As for the other distractions, there's a small one called the sunny and beautiful 75 degree day in November that we're currently having. The other thing that sidetracked me today was Trader Joe's. It's quickly becoming my favorite grocery store. It's little which I love because I get distracted (I'm sensing a trend) if the place is too huge, the prices are fantastic and here I mean even better than the mega chains for lots of the things I buy, and they're fast and friendly inside which is getting harder to come by and I really don't see the need for unwarranted grumpiness. It's so good I almost want to work there.

Clearly the last distraction for today is this darn computer. See you later, I'm going outside.

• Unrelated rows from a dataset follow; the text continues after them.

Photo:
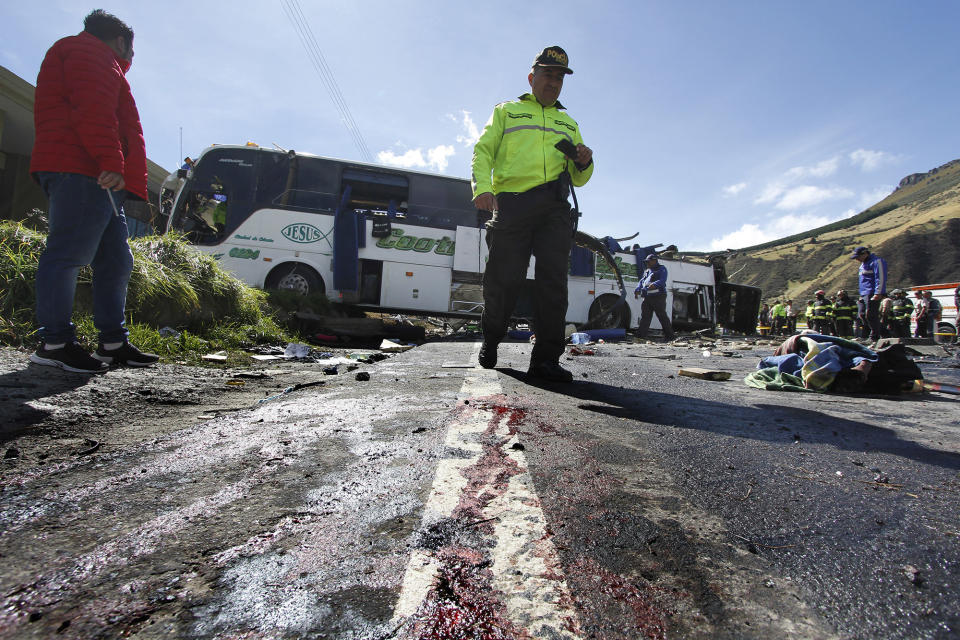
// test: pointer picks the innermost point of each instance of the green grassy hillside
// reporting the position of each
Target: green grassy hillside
(916, 229)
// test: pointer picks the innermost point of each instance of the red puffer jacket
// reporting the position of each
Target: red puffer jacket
(85, 117)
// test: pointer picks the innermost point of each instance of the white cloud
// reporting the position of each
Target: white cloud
(782, 226)
(436, 158)
(734, 189)
(770, 193)
(871, 160)
(820, 170)
(471, 131)
(809, 195)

Thursday, November 6, 2008

In every day

We've all heard it said that a mother really is a nurse, a doctor, a maid, a cook, a chauffeur, a therapist, a friend, a comforter, a disciplinarian, a playmate, and a teacher just to name a few, and I never understood this fully until I became one. Yet the position entails so much more, we're not just the list above, those who serve and carry out the daily tasks as if robots, no we're more than that, with responsibilities that are indescribable and huge. With motherhood (or parenthood in general) comes the responsibility of love, that calls us outside of ourselves and into a place the enormity of which is terrifying and exhilirating often at the same time.

Today found me on a field trip to the local children's museum with about 70 second graders, four classes to be exact, full of energy, bright, wide eyes and eagerness. Native Americans were the topic of interest and the demonstation/exploration intended to drive home those vocabulary words and concepts we've been going over like Sioux and pueblo, Powhatan and Sioux.

But of course there's much more to do there like dig in the sand, play drums and chimes, get dirty with glue and paint, make sculptures, get wet and weave.

I'm thinking my son got the point though, as he is now outside sitting on a rock by a tree, surrounded by the branches that comprise his "teepee", with two rocks in his hands trying to make fire. (who says we don't homeschool?)

And the ensuing conversation:

Lauren: "WhAAt is a teepee?"

John: "A house that Indians used to live in."

Lauren: "Where in the wORld did you get thAAt from?"

Wednesday, November 5, 2008

Mostly orange

Before the show's over,

before they're all gone,

I couldn't resist sharing the view from our little oasis.

And some withering Jack-O-lanterns,

before they're gobbled up by the local rescue pigs.

Monday, November 3, 2008

And the knitting goes on and on

A knit hat and crocheted booties to match, made with organic wool/cotton yarn,

along with the hat below were added to the shop today.

I sit here at my desk, on the computer, simultaneously making booties, with Allie on her art mat at my feet with her watercolors.


"You never let me paint!" she informed me, to which I answered, "I will if you can locate your art mat!" And wonder of wonders she did.

Sunday, November 2, 2008

Slumber

If Webster's defines slumber as sleep or an inactive state, then slumber party is precisely not what we had last night, especially not with a group of 8 year old boys. Let me tell you first that Kevin and I had a ball and loved having the boys over who we found hilarious, innocent, good spirited and wild. Lucky for us there's room to run out here, but that just meant all eyes outside all the time, some quick reflexes, and the ability to think ahead (like an 8 year old boy) to be ready for what might happen next.

I'm happy to report only minor, brief injuries and that they actually went to bed a little after 10. The time change was a bump in the road, and when our grumpy 13 year old cat, Betsey prowled around their room at 5:20 (new time) this morning waking everyone up, I knew we'd be worn out today.

In addition to the bit of woodworking above, the matchbox cars and track were a big draw,


there was a literally neverending game of chase and tag with multiple light sabers and multiple Nerf guns,

and a puppy who followed it all believing she'd turned into a little boy. If you x-rayed her right now you'd probably find about 15 Nerf gun bullets. Not kidding.